Jellion tertawa sumbang. Wajahnya benar-benar tak terselamatkan. Pipi lebam, sudut bibir berdarah, dan hidung pun sedikit tergores. Napas menderu begitu cepat karena emosi yang tertahan. "Anda lupa? Saya memang narapidana!"
Jellion masih tertawa, sampai tawa itu memudar terdengar pilu. Kailos masih dalam posisi menjambak, menatap tajam wajah Jellion.
"Dan anda-lah pelaku utama dari latar belakang yang saya dapatkan!" Jellion meludah di hadapan Kailos agar jambakan di rambut bisa terlepas.
Di detik itu juga, tubuh Jellion ambruk ke lantai akibat ditendang oleh Kailos. Pria paruh baya itu mengusap wajah basah yang terkena air liur Jellion dengan kaosnya sendiri.
"Berengsek! Anak sialan! Tidak berguna! Mati saja sana!"
Jellion mengepalkan tangan, wajahnya tertunduk dalam. Dia kembali tertawa, baginya ucapan Kailos seperti lelucon. Sangat lucu, sampai membuat perutnya sakit serta mata berair.
"Dasar gila!"
Tawa Jellion memudar. Wajahnya ditekuk masam. Tubuh berbalik agar leluasa menatap wajah Kailos yang tengah menahan amarahnya.
"Gila? Sepertinya Anda yang lebih gila di sini. Mana ada orang yang ngaku sebagai Papa, malah menganiayai anaknya sendiri," cibir Jellion intimidasi.
"Tanpa Anda menyumpahi saya mati. Saya juga ingin mati, kenapa tidak Anda saja yang membunuh saya?"

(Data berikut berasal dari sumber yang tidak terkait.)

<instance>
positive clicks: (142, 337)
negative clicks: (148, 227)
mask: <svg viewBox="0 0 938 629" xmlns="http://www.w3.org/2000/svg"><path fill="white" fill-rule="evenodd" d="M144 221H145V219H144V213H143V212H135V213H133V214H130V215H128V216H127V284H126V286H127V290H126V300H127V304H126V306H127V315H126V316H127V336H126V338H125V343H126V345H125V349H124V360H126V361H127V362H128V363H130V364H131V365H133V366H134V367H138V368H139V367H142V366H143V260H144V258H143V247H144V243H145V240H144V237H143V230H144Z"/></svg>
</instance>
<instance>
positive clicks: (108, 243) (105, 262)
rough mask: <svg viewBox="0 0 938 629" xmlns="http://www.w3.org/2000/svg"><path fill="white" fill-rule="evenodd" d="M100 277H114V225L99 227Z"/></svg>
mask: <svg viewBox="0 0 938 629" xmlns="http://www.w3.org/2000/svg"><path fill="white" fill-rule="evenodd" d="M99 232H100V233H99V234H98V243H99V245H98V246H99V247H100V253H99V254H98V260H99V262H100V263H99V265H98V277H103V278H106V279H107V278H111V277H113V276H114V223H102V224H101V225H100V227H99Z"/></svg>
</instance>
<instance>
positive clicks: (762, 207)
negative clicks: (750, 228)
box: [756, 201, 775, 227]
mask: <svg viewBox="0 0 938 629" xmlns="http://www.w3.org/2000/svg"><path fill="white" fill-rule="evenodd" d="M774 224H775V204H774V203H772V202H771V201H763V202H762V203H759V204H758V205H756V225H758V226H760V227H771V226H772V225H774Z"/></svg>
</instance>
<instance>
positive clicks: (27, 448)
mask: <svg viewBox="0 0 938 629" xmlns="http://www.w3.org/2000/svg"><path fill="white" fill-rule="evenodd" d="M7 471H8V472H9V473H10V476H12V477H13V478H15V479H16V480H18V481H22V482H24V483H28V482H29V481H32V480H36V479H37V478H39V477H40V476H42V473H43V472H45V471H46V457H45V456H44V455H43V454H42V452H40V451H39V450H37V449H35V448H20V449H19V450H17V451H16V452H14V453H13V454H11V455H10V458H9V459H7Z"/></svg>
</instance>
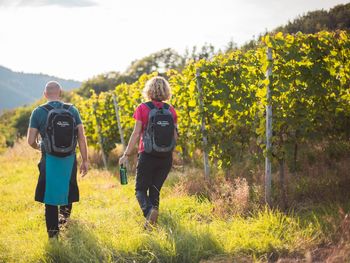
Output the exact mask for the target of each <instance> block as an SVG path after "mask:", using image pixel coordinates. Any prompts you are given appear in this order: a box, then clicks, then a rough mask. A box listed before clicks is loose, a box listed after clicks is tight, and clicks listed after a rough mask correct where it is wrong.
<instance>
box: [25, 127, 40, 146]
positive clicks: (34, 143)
mask: <svg viewBox="0 0 350 263" xmlns="http://www.w3.org/2000/svg"><path fill="white" fill-rule="evenodd" d="M38 134H39V131H38V129H36V128H28V132H27V142H28V144H29V145H30V146H31V147H32V148H33V149H35V150H40V144H39V143H38Z"/></svg>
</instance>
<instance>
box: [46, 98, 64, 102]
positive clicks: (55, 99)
mask: <svg viewBox="0 0 350 263" xmlns="http://www.w3.org/2000/svg"><path fill="white" fill-rule="evenodd" d="M51 101H61V100H60V98H55V99H47V102H51Z"/></svg>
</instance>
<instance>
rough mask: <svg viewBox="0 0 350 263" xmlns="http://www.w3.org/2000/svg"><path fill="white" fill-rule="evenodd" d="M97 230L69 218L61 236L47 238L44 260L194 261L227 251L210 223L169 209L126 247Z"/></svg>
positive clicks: (60, 260) (77, 260)
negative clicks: (49, 239) (147, 229)
mask: <svg viewBox="0 0 350 263" xmlns="http://www.w3.org/2000/svg"><path fill="white" fill-rule="evenodd" d="M140 228H142V227H141V226H140ZM94 232H95V229H94V226H93V225H92V224H89V223H86V222H81V221H79V220H72V221H70V223H69V225H68V226H67V228H66V229H65V230H64V231H62V232H61V233H60V238H59V239H58V240H50V241H49V242H48V244H47V246H46V253H45V257H44V262H172V263H176V262H181V263H186V262H191V263H192V262H193V263H195V262H200V261H201V260H202V259H208V258H210V257H212V256H217V255H222V254H223V253H224V252H223V248H222V247H221V246H220V244H219V242H218V241H216V240H215V238H214V237H213V235H212V234H211V233H210V231H209V229H208V227H206V226H203V225H200V224H198V222H197V223H196V224H195V222H191V223H190V222H188V221H184V220H181V218H179V217H174V216H173V215H172V214H171V213H167V212H165V213H164V214H162V216H161V218H160V222H159V226H158V227H157V228H155V229H153V230H152V231H144V232H143V230H141V229H140V232H138V231H136V232H134V234H137V235H138V236H137V240H138V241H140V240H141V242H135V243H134V244H131V245H130V246H127V247H125V246H124V247H118V245H116V244H114V245H113V244H112V243H111V242H109V241H108V239H107V240H100V239H99V238H98V237H97V236H96V235H95V234H94ZM130 234H131V235H132V233H130ZM114 238H117V239H119V238H118V237H117V236H115V237H114ZM120 238H121V239H123V238H124V239H125V238H128V237H125V236H120ZM130 238H131V237H130Z"/></svg>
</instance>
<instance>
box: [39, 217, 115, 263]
mask: <svg viewBox="0 0 350 263" xmlns="http://www.w3.org/2000/svg"><path fill="white" fill-rule="evenodd" d="M108 258H109V252H108V251H106V250H105V249H104V247H103V245H102V244H101V243H100V242H99V241H98V239H97V237H96V236H95V235H94V234H93V231H91V226H89V225H87V224H86V223H83V222H80V221H79V220H71V221H70V222H69V224H68V226H67V227H66V229H64V230H63V231H61V233H60V237H59V239H58V240H56V239H52V240H49V242H48V244H47V246H46V254H45V262H106V261H108Z"/></svg>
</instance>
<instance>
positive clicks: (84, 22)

"Jelllion!" teriak Kailos.
Jellion menatap penuh permusuhan. Dia bersumpah akan mengingat semua perlakuan kasar dan rasa sakit ini seumur hidup. Hatinya patah, hidupnya hancur, dan perasaan yang menggelayuti benak hanya tersisa dendam juga kebenciaan.
"Demi harta Anda malah melupakan anak kandung sendiri. Bahkan demi posisi wali kota, Anda malah menjadikan anak sendiri sebagai samsak kemarahan hanya demi menjadikan saya seperti pemuda lain yang tidak memiliki latar belakang buruk."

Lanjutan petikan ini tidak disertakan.